Menikmati Lontong Cap Go Meh di Kapasan


Kawasan Kapasan dan sekitarnya Ahad pagi (24/2/2013) dilanda hujan deras. Sementara sekitar 200 jemaat dan warga sekitar tampak asyik menikmati atraksi barongsai di Kelenteng Boen Bio, Jl Kapasan, Surabaya. Tepuk tangan bergemuruh usai grup kesenian tradisional Tionghoa ini usai unjuk kebolehan.

Charles Tee, seorang jemaat, pun maju memberikan angpao setelah melihat barongsai berhasil berjalan di atas bola raksasa. Sembari menyaksikan permainan barongsai, umat Khonghucu menikmati hidangan lontong cap go meh. Kuliner peranakan Tionghoa itu rupanya sangat lezat. Buktinya, beberapa orang meminta tambah satu porsi lagi.

"Lontong cap go meh ini sangat khas karena dinikmati saat Cap Go Meh," kata seorang jemaat.

Tak hanya di Boen Bio, Kapasan, warga Tionghoa di berbagai daerah kemarin ramai-ramai mengadakan perayaan Yuan Xiao atau yang lebih dikenal di Indonesia dengan Cap Go Meh. Sesuai namanya, Cap Go Meh merupakan perayaan hari ke-15 bulan pertama penanggalan Imlek atau bulan purnama pertama dalam tahun ular.

Di Tiongkok, Yuan Xiao ini berlangsung sangat meriah dengan arak-arakan dan pesta meriah sekaligus menutup perayaan Sincia atau tahun baru Imlek. Di negara-negara Barat disebut Lantern Festival alias Festival Lampion.

Di Indonesia, khususnya Jawa, Cap Go Meh ini tidak lengkap tanpa menikmati lontong cap go meh. "Lontong seperti ini tidak dikenal di Tiongkok.
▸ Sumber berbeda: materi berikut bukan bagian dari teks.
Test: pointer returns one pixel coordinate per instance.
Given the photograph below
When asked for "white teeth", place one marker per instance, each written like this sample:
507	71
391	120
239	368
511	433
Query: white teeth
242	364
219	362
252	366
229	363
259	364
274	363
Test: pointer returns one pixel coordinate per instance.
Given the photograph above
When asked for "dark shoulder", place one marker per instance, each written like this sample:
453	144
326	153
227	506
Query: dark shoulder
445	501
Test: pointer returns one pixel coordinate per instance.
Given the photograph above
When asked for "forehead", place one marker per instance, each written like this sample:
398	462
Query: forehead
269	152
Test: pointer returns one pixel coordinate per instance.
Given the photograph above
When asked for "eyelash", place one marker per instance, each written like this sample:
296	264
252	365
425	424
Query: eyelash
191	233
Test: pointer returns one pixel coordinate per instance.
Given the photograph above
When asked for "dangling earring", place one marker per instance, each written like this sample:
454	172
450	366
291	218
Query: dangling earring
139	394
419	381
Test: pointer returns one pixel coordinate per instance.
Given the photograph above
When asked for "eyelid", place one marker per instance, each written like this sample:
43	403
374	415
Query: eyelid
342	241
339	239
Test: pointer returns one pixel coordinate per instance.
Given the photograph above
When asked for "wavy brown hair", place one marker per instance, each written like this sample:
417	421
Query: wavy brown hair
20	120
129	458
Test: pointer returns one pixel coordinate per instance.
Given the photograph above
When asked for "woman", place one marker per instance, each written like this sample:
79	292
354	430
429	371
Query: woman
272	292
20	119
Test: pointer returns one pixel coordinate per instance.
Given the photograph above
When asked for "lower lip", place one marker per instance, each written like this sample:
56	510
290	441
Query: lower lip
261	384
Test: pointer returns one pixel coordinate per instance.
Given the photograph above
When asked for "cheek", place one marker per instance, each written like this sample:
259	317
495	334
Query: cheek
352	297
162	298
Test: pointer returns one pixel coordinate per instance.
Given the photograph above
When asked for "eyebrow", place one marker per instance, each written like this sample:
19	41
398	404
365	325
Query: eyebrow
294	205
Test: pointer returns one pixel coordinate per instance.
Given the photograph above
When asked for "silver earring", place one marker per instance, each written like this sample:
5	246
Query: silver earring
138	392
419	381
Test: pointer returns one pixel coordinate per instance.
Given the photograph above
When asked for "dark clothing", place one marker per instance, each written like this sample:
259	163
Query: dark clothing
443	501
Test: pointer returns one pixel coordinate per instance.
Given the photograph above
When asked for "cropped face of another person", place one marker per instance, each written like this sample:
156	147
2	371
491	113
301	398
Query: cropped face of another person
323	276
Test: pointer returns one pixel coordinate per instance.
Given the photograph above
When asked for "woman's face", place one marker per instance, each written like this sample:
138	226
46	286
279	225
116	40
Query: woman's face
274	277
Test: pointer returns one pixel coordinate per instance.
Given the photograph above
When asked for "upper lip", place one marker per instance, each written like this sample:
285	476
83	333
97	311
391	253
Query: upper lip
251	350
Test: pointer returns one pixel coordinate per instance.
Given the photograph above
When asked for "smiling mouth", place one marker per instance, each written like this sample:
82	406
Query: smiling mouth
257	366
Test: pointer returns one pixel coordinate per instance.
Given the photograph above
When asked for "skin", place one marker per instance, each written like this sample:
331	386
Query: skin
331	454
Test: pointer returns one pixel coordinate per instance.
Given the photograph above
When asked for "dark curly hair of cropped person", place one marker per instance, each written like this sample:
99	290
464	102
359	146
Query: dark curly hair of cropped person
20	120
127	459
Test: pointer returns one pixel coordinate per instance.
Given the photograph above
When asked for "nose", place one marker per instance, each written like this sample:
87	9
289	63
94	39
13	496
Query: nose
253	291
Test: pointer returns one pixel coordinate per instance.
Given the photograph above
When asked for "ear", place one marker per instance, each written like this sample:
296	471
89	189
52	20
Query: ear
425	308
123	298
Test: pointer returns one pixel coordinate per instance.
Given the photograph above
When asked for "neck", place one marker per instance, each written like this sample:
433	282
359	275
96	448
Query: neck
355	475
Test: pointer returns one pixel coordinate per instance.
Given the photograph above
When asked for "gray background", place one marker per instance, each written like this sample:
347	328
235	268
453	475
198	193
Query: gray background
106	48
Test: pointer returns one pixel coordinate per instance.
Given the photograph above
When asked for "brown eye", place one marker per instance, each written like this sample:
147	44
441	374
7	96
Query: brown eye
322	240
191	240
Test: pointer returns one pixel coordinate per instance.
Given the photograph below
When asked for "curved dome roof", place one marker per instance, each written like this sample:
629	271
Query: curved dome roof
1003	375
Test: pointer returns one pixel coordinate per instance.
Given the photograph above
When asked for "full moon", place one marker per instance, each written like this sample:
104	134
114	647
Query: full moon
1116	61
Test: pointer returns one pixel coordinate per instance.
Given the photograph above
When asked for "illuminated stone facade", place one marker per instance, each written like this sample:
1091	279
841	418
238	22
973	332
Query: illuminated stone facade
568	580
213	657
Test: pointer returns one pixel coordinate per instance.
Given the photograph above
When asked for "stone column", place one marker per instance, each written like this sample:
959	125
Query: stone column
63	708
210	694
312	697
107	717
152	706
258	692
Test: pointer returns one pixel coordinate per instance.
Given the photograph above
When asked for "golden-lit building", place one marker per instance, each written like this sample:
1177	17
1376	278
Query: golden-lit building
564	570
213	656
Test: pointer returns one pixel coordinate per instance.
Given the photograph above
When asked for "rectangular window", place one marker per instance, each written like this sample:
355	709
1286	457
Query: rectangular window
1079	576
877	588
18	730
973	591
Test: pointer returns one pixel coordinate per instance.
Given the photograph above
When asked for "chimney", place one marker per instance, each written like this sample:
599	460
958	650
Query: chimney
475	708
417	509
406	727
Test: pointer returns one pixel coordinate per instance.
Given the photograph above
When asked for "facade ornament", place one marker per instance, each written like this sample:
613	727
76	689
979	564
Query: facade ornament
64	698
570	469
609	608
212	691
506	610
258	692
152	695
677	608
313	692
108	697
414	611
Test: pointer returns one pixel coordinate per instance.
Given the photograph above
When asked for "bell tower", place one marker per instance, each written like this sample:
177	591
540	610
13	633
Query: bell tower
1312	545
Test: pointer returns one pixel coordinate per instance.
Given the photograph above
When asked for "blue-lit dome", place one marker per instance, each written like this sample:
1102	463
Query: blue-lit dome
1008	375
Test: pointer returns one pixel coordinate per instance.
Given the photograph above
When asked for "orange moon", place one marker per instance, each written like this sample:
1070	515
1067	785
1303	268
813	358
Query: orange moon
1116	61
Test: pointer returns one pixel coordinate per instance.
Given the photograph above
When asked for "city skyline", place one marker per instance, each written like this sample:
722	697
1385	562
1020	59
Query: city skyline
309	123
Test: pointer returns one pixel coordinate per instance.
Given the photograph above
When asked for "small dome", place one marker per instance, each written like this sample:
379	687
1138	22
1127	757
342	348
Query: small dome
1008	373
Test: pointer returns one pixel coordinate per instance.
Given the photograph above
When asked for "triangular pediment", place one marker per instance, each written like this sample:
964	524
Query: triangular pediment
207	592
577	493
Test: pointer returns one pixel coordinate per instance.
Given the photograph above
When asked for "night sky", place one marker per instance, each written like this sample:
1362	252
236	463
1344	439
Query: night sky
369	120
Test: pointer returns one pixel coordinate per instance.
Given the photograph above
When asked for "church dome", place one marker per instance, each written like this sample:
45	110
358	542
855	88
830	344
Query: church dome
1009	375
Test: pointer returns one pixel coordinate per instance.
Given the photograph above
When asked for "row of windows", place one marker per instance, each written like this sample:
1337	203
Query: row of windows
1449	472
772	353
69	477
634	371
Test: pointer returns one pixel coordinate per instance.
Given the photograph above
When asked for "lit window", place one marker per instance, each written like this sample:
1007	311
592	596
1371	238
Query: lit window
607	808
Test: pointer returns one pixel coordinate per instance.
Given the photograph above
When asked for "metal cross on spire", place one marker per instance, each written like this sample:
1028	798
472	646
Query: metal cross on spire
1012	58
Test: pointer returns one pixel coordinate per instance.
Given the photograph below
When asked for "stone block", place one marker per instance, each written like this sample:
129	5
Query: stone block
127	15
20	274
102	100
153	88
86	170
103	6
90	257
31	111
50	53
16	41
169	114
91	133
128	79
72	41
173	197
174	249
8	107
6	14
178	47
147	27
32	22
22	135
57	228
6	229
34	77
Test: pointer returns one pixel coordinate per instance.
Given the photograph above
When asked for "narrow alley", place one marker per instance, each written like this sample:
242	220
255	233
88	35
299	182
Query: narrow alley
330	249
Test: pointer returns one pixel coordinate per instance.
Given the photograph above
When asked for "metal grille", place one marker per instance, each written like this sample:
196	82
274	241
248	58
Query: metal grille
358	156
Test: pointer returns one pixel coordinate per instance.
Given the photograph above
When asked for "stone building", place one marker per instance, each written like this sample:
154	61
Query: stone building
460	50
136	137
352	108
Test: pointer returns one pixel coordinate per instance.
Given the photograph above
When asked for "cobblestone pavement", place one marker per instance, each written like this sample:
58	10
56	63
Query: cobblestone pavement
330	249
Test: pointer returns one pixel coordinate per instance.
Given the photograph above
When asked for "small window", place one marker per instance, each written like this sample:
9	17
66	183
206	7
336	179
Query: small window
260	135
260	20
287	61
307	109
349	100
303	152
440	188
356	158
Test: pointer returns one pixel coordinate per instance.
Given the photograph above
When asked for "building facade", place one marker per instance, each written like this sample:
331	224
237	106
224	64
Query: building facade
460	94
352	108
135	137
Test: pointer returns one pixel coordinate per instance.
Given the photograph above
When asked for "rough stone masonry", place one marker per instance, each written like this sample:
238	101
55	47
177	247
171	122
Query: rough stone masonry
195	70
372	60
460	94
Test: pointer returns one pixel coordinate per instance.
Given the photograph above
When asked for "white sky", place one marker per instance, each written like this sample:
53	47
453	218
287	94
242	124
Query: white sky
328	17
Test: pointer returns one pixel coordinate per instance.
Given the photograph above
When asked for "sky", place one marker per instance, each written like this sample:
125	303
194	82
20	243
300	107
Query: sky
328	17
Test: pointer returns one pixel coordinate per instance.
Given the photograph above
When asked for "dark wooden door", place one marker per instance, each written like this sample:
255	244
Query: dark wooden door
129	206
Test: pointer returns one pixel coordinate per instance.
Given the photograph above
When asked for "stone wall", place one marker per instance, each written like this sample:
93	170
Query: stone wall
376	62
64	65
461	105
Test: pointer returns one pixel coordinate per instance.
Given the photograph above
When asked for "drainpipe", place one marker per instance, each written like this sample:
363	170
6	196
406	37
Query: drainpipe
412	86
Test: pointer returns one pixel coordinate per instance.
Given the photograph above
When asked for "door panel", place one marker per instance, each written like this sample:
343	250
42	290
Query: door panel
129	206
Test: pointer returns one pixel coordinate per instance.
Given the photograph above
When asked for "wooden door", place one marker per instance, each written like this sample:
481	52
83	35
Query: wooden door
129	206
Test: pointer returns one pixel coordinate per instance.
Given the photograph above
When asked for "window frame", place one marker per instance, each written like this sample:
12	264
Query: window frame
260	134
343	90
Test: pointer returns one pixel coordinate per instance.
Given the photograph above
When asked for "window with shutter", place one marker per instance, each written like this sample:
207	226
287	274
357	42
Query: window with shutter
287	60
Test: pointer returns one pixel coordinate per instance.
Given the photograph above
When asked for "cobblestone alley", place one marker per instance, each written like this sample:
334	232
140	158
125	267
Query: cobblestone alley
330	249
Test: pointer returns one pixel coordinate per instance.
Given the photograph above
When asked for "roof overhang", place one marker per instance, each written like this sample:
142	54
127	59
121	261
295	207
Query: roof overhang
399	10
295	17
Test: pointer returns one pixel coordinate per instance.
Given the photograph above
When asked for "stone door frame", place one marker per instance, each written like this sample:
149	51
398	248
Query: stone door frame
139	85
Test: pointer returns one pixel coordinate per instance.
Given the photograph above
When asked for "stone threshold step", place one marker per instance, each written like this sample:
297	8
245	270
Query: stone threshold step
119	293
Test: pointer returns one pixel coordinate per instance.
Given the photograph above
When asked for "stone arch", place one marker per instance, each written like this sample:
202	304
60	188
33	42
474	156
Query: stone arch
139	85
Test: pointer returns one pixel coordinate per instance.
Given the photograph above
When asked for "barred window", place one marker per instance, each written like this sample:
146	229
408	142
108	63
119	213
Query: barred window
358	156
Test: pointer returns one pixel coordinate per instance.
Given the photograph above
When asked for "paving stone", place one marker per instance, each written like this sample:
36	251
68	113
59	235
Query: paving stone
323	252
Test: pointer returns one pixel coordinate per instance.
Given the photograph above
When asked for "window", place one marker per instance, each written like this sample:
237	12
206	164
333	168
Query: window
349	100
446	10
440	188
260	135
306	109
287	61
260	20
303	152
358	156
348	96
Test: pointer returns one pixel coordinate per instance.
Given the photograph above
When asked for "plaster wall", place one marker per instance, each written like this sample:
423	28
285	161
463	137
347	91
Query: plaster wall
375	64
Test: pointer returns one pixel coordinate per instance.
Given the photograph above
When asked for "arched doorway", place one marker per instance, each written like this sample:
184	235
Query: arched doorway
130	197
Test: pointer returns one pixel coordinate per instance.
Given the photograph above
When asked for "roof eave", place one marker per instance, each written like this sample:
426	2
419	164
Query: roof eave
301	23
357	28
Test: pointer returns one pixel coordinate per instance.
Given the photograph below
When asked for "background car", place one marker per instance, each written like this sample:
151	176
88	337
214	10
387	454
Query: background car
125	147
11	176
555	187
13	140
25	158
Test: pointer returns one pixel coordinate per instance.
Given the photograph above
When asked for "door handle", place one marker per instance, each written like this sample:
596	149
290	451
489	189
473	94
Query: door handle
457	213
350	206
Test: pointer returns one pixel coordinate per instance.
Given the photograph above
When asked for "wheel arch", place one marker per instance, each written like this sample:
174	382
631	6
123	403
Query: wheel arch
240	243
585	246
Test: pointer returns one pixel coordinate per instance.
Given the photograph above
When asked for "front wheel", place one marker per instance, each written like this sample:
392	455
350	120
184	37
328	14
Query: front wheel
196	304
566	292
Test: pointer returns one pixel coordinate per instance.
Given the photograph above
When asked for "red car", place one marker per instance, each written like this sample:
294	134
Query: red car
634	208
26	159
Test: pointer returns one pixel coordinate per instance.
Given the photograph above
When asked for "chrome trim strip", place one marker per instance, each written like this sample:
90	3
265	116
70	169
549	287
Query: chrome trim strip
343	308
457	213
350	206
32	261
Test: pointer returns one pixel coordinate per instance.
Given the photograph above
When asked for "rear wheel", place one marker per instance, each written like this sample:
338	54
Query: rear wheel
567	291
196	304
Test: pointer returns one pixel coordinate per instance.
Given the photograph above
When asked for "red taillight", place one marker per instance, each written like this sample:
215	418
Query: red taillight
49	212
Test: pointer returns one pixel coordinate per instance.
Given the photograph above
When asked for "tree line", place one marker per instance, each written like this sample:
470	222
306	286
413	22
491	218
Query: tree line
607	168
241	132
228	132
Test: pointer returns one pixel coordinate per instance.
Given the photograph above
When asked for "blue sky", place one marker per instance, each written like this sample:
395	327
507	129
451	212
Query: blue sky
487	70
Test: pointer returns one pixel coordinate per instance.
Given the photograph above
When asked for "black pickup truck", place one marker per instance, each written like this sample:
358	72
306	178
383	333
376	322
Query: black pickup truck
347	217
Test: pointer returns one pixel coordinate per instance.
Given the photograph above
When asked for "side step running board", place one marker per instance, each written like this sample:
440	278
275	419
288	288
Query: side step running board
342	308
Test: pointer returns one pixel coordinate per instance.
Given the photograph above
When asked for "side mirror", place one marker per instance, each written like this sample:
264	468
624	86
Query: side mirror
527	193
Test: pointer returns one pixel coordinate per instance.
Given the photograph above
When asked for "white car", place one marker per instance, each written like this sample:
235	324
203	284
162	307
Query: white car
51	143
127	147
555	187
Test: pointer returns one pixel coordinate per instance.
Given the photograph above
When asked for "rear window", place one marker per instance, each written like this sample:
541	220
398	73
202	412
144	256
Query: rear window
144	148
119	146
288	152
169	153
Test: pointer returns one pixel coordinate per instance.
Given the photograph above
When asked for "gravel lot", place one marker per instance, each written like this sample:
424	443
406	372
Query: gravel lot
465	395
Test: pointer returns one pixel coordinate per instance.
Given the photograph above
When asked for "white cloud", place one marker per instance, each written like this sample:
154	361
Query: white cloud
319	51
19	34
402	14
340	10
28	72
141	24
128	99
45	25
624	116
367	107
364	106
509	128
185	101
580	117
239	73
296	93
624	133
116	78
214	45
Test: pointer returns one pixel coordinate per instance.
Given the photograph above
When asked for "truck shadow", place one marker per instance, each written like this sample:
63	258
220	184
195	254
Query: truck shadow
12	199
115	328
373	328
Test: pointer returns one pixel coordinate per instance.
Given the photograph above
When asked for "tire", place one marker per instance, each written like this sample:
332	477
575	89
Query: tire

Tapi kita selalu sediakan untuk dinikmati bersama seluruh jemaat," kata Charles Tee, yang juga aktivis Boen Bio Kapasan.

Tak hanya barongsai dan lontong cap go meh, perayaan Yuan Xiao di Boen Bio juga dimeriahkan dengan konser musik Tionghoa. Berbusana khas Tionghoa, para pemusik memainkan komposisi-komposisi pentatonik ala Tiongkok. Grup ini berlatih dua kali sepekan di rumah ibadah Khonghucu terkenal di Surabaya itu.

Sebelum perayaan Cap Go Meh, umat Khonghucu tampak khusyuk mengadakan doa bersama.

1 comment:

  1. lontong capgomeh enak rasanya kalo bumbunya pas.